Like St. John's, St. Francis offers only a college prep diploma and not a general diploma. Central Catholic offers both.
The backslide of the football and basketball programs has yet to adversely affect overall enrollment numbers. A 185-person freshman class is the second largest in the last nine years, Michalak said. Still, the school is 70 students shy of reaching its goal of 700, and Michalak believes success in marquee sports could bring the exposure needed to make that happen.
In 2001, an astronomical 247 eighth-graders showed up for the placement test days after the Knights captured the Division II state football crown. That's about 40 more students who took the test from the previous year.
"We don't count on it, but having good athletic teams attracts not only good athletes but kids that want to be a part of winning athletic programs as a spectator," Michalak said. "It's their school too."

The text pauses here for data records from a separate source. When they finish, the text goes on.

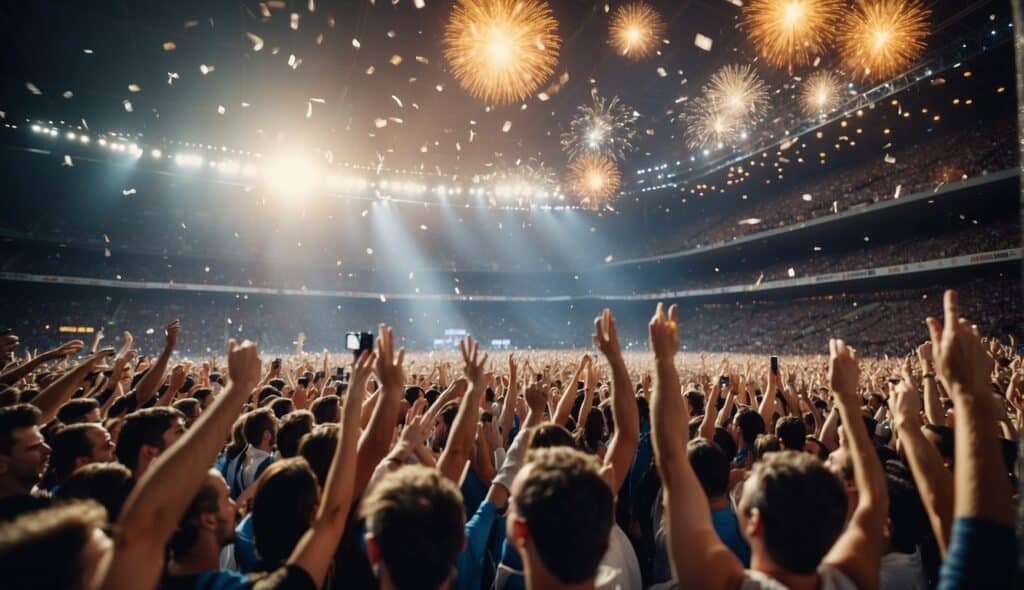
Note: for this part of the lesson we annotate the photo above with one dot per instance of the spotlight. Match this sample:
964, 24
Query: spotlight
293, 176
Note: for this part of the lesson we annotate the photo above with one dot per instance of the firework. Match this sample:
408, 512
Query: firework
707, 126
502, 50
820, 93
595, 178
738, 92
605, 127
636, 29
882, 38
787, 33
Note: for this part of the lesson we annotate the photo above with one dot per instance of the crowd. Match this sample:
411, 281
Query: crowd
136, 467
877, 320
928, 166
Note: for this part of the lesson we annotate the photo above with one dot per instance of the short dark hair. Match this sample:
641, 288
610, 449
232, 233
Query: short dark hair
791, 432
40, 538
567, 507
202, 393
285, 499
725, 441
74, 411
751, 424
109, 483
258, 422
766, 444
711, 466
187, 406
293, 427
327, 409
143, 427
906, 512
282, 407
207, 501
69, 445
790, 486
417, 519
317, 449
12, 418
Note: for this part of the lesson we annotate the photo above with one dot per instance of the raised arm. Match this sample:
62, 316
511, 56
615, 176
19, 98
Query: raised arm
53, 396
315, 549
376, 439
565, 403
460, 444
155, 507
934, 481
147, 386
699, 559
624, 405
983, 500
858, 550
62, 351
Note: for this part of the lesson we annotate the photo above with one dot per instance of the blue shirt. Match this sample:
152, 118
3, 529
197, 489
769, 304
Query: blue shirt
727, 525
470, 562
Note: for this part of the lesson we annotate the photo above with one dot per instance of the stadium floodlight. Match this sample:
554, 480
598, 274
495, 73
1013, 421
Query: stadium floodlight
291, 175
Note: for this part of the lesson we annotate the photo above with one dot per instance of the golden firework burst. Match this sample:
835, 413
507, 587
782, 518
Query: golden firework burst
737, 91
883, 38
790, 33
707, 126
636, 30
594, 178
502, 50
820, 93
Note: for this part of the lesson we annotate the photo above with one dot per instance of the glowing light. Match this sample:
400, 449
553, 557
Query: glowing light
635, 31
502, 50
706, 125
291, 175
883, 38
787, 33
738, 91
605, 127
595, 178
820, 93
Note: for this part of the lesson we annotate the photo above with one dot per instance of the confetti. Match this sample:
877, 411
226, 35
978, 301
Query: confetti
256, 40
702, 42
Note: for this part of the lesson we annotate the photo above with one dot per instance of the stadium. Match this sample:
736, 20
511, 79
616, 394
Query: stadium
304, 217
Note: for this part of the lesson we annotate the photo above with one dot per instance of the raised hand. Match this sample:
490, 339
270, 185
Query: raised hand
389, 365
844, 372
243, 364
664, 330
605, 336
474, 363
171, 334
961, 357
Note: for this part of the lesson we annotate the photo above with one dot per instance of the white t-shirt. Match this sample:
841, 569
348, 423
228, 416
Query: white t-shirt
832, 579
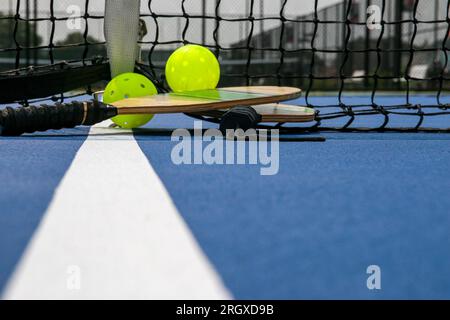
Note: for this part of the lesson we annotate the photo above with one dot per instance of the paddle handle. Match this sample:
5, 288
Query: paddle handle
17, 121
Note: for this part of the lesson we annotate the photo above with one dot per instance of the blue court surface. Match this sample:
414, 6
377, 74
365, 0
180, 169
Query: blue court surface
108, 214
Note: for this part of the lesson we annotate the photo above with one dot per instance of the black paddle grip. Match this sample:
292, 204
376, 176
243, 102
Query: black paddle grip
16, 121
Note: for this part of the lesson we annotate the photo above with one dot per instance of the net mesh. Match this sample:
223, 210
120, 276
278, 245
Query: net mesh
357, 52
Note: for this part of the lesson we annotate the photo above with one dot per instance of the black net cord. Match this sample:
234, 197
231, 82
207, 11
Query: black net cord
319, 51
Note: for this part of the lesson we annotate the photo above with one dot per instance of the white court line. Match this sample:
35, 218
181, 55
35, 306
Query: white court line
112, 230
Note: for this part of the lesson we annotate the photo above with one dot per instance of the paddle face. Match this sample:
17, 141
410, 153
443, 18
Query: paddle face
206, 100
273, 112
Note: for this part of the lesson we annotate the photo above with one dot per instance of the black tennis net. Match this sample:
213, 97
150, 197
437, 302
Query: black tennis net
355, 51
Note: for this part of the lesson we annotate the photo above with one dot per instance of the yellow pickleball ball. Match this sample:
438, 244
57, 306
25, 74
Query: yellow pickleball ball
192, 67
129, 85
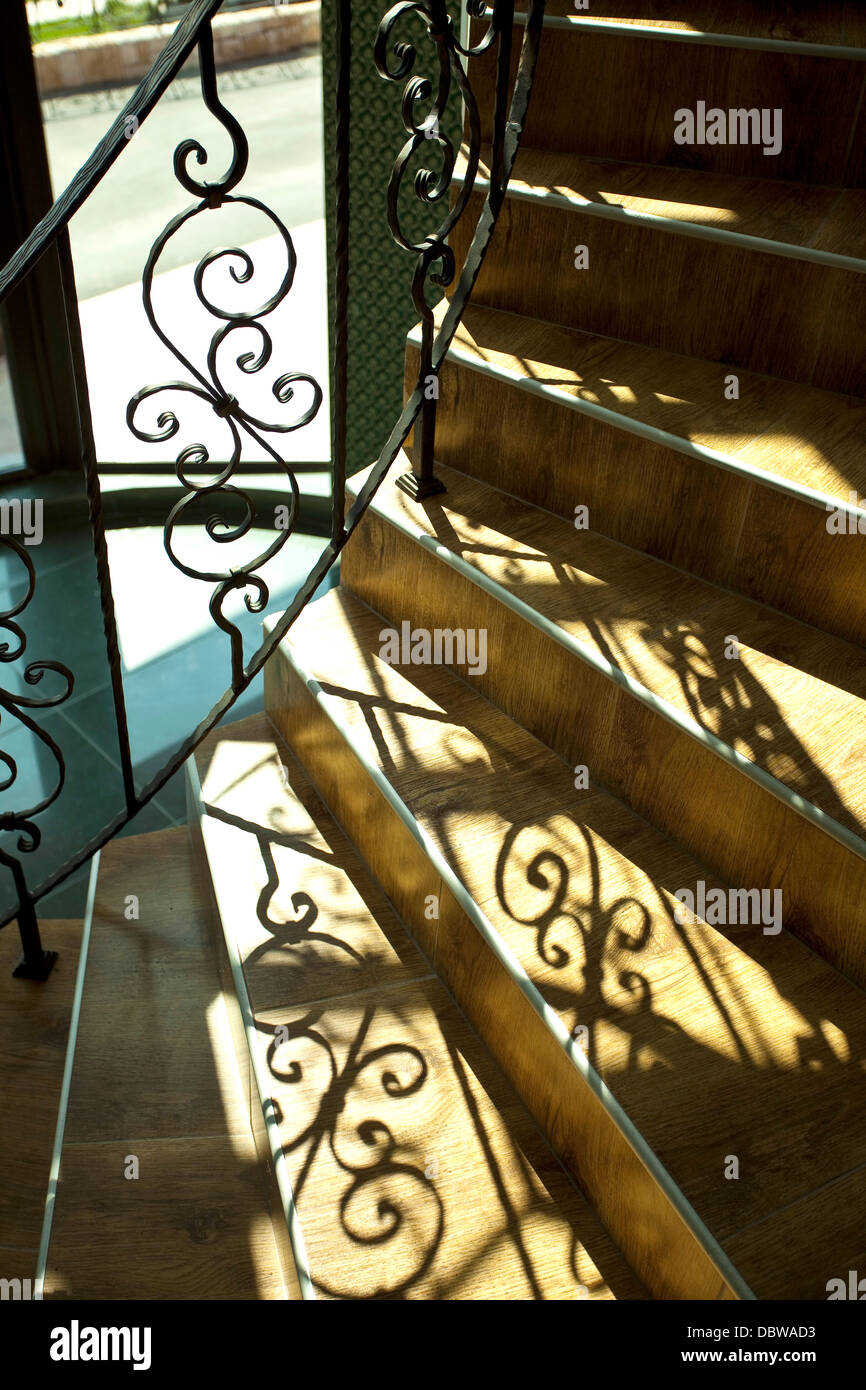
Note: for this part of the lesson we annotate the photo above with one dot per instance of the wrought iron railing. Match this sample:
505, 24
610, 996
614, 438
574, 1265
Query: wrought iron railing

There's reason for optimism. The freshman class went 8-2 in football and 16-3 in basketball, winning a TRAC title with a 12-2 mark. Olszewski said he received about 30 applications a piece for his football and basketball coaching positions before zeroing in on Hedden and Lewis, whom he refers to as "zealots" because of their passion.
Among his thoughts published in the letter, Olszewski wrote "we must win more than we lose." So, is a 6-4 football record the new standard?
"This whole thing forced us to think about what we want from our athletics," he said. "A 6-4 season might be OK in a given year, but sometimes we have to win it all. I'd love state championships. I'd love everybody to be striving for that.
"I hope we're going to return to those championship days."